Cory never really allowed democratic governance to take root in the institutions that must handle the difficult task of governing a diverse and divided society? Well, not for lack of trying. And certainly not for being an impediment to it. Unlike Kenney, unlike the US Embassy. They did not help, they obstructed.

What institution could be more vital to uniting a divided country, to integrating a diverse society, than elections? What institution could be more pivotal to democratizing a feudal society than elections? Yet Arroyo spoke to Garci, and though the Filipinos, including Cory, were up in arms about it, the American ambassador was deathly quiet about it. Yet Arroyo stole the vote, and like the bishops under Archbishop Fernando Capalla who said, “Everybody cheats anyway,” Kenney found nothing wrong with it.

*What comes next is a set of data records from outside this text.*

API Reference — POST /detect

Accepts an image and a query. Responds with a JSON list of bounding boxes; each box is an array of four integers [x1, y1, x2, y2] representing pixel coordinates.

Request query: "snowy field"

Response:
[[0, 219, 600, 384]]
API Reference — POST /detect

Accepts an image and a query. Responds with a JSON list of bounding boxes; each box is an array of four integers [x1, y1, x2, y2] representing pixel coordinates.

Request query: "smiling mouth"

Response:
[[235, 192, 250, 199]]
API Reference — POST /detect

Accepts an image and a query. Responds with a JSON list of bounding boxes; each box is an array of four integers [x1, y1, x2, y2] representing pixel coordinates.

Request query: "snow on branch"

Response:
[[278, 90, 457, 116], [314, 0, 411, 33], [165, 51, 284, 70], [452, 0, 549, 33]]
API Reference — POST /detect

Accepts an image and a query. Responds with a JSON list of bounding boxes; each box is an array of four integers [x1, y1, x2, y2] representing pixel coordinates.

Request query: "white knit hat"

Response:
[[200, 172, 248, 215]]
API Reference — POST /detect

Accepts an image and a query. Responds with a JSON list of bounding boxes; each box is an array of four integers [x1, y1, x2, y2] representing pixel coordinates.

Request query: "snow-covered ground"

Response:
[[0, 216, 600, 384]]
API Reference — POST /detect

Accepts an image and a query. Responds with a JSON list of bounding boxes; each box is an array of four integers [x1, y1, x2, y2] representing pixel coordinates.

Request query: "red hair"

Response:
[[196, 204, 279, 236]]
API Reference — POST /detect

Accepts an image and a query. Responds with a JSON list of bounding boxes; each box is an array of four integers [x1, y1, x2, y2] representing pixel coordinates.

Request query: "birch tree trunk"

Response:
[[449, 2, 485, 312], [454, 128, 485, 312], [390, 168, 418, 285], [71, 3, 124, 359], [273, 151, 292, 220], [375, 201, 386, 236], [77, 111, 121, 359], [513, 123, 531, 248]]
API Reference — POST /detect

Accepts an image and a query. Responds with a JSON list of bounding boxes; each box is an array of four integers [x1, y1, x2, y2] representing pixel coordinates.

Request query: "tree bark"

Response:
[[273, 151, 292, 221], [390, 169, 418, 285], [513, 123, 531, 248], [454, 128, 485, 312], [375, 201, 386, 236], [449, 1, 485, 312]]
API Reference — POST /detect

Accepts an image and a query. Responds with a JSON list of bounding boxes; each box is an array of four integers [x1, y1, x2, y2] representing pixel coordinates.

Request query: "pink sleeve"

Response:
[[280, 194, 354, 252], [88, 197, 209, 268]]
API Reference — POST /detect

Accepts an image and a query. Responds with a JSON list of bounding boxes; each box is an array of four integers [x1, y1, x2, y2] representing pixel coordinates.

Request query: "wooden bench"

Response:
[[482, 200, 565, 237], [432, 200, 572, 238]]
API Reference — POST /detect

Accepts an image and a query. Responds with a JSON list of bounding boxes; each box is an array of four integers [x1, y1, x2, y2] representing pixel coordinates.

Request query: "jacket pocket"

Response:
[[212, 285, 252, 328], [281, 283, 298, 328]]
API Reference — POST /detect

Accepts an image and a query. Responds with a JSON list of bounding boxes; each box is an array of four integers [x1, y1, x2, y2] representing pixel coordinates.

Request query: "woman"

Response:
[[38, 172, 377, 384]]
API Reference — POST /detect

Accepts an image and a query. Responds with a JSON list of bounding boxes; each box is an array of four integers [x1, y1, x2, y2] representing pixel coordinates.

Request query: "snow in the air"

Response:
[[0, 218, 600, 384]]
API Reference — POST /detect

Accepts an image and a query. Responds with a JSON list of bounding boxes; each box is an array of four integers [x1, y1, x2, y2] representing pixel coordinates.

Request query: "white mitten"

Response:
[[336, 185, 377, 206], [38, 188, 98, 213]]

Of course she could always have said that it was not her business to judge the country. But it was not her business either to make it look like “friends kami ni Gloria.” Of course she could always have said that it was not the US Embassy’s business to meddle in the affairs of the country. But if so, what was she doing in Kuala Lampur to witness what would have been the creation of the Bangsamoro Republic?

The reason I qualify Kenney’s failure to appreciate the depths of the public anger against Arroyo with “unwittingly or not” is that it was largely intentional. No one could possibly have missed the Pinoys’ detestation of their fake president. Quite simply, as her predecessors did with Marcos, she couldn’t care less. In fact, Arroyo, like Marcos, was eminently preferable in that a Filipino despot who needed American support to survive could be expected to reciprocate—in ways that redefine the fabled Filipino hospitality. Arroyo was perfectly willing to give up Muslim Mindanao for that support. Kenney herself was just upholding a time-honored American diplomatic principle: “We don’t mind that she’s an SOB, so long as she’s our SOB.”

That was what made Cory, who wasn’t, weak.